Sereboff notes trends toward higher megapixel cameras and larger storage systems go hand-in-hand. “An end user chooses 5-megapixel cameras over 2 megapixels because they are affordable and because the user is sold (rightly or wrongly) on the ‘pretty picture’ part of the pitch,” he says. “This means a more robust network, servers capable of handling large numbers of these cameras, and a much larger storage need. In the same manner, providing a low-cost way to store massive amounts of data gives the end user license to purchase more cameras or select higher definition cameras than they had previously considered. Server technology, which allows more cameras to run on one box, means that better cameras can be chosen and longer retention times allowed.”

Investing in video surveillance

Henk Van Den Berg, European sales director at Seagate Technology, sees the growing influx of small- and medium-sized enterprises (SMEs) turning to surveillance as the most significant opportunity for the industry. While big business may drive the need for larger, high-performance surveillance products, SMEs often understand the need to invest in CCTV but lack the knowledge or expertise to make the right choices, says Van Den Berg.
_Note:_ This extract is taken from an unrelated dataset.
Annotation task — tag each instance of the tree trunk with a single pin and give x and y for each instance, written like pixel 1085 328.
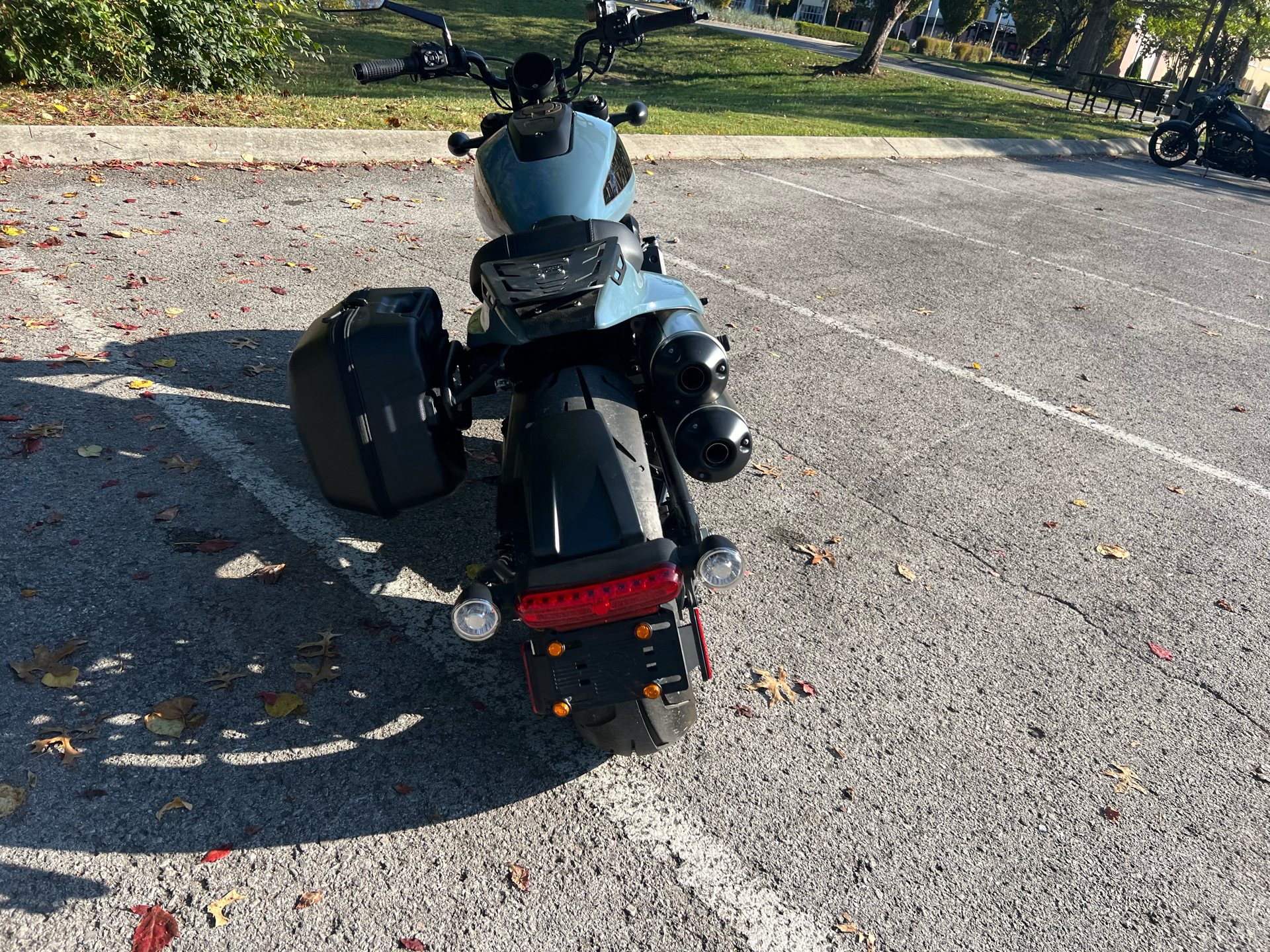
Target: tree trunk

In a cost-sensitive sector, there is often a need to economize, but decisions based purely on price simply won’t fit the bill. “It’s critical that the surveillance storage industry provide options that are fit for what SMEs need, and on a scale that is useful to them rather than the complex systems needed for larger companies,” says Van Den Berg.

“Our storage needs inevitably grow in parallel to the increasing quality of the video footage, compliance regulations and the increasing value of the footage due to analytics,” says Van Den Berg. “The capacity of the drives must continue to increase in order to meet the scale of this need.”
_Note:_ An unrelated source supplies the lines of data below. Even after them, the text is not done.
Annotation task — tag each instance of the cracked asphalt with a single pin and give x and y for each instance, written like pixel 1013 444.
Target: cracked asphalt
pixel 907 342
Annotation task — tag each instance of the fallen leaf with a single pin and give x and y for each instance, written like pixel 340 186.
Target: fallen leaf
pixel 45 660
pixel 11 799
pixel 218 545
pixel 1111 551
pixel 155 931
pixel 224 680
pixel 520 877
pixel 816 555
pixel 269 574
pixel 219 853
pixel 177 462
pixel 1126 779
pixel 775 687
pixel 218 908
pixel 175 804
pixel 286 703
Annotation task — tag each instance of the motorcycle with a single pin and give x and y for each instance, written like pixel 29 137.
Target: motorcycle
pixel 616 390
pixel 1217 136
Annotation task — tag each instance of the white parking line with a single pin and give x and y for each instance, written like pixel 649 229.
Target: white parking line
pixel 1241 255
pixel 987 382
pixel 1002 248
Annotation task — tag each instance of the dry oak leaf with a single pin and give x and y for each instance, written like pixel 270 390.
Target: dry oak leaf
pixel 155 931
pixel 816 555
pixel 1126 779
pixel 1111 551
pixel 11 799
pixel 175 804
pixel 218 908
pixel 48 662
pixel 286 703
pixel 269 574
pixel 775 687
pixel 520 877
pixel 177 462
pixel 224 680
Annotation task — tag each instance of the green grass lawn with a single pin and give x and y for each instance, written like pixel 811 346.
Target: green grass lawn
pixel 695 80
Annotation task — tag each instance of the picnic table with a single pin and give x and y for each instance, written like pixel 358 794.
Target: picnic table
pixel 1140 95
“It’s critical that the surveillance storage industry provide options that are fit for what SMEs need, and on a scale that is useful to them rather than the complex systems needed for larger companies”

Another opportunity comes with the increased use of video surveillance not only for security but also as a tool for research and analysis, says Van Den Berg. By studying the flow of customers through a store, for instance, a group of marketers can determine the optimal arrangement of products to drive sales. This changing purpose requires a different type of storage solution that allows users to regularly review data on an ongoing basis, rather than the more traditional use of surveillance storage that requires pulling one set of footage from a particular timeframe, he says.
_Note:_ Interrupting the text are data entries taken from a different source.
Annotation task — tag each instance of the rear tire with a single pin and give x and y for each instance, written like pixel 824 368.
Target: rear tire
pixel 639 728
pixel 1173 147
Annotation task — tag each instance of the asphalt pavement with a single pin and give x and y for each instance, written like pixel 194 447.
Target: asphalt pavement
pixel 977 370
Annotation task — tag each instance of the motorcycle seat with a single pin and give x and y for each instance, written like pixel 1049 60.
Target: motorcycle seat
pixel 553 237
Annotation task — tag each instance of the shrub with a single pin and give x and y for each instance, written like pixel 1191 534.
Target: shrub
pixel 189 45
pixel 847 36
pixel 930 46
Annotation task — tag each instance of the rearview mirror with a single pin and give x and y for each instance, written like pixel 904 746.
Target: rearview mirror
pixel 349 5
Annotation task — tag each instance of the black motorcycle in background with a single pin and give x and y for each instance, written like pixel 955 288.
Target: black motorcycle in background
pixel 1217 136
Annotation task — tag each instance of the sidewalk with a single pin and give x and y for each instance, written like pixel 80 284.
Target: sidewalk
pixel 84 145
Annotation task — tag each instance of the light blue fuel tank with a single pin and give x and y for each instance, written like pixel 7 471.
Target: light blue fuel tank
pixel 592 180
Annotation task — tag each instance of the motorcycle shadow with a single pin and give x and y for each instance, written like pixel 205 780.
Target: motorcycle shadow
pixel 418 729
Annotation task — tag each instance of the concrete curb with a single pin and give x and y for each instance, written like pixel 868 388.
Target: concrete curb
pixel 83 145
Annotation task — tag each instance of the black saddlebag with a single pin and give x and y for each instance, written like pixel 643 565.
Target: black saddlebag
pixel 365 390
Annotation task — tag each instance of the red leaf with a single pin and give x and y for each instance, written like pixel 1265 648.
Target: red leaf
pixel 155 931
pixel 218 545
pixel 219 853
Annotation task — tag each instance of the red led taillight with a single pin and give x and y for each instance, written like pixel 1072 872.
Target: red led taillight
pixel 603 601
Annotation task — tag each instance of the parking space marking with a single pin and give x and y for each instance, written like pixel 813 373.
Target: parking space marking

Video storage solutions must fit the purpose of whatever system they support, Van Den Berg emphasizes. Features such as Idle-3, in which a surveillance system turns on only when activity triggers it, or rescue capability, can provide surveillance experts with important peace of mind that their data is protected, and their system is using resources as efficiently as possible.

Customer-Driven Solutions

The surveillance industry is now looking for more tailored, personalized storage solutions, says Van Den Berg. One-size-fits-all won’t work in today’s complex and exponentially growing marketplace. Just one example of a feature that is specifically tailored for surveillance storage is called “write performance.” A standard PC drive regulatory checks to make sure the data is “writes” is readable; for a surveillance storage system, that could mean missing valuable seconds of footage. “Seagate surveillance drives are engineered to write more consistently with fewer breaks to check the readability of the data, thus ensuring that the footage is fully captured, without interruptions,” he says.

“The volume, velocity, and variety of surveillance data are growing exponentially,” comments Jeff Adams, director of sales, surveillance solution, DDN (DataDirects Network) Storage. “The volume of data in a single surveillance implementation is moving from terabytes to petabytes, stressing VMS and storage scaling. Data velocity is increasing from megabyte to gigabyte speeds with a need for millions of input/outputs (I/Os) consuming more and more resources. Performance in these types of mixed I/O environments is increasingly a top priority, and many traditional systems do not handle variety – both large and small files, as well as both structured and unstructured data.”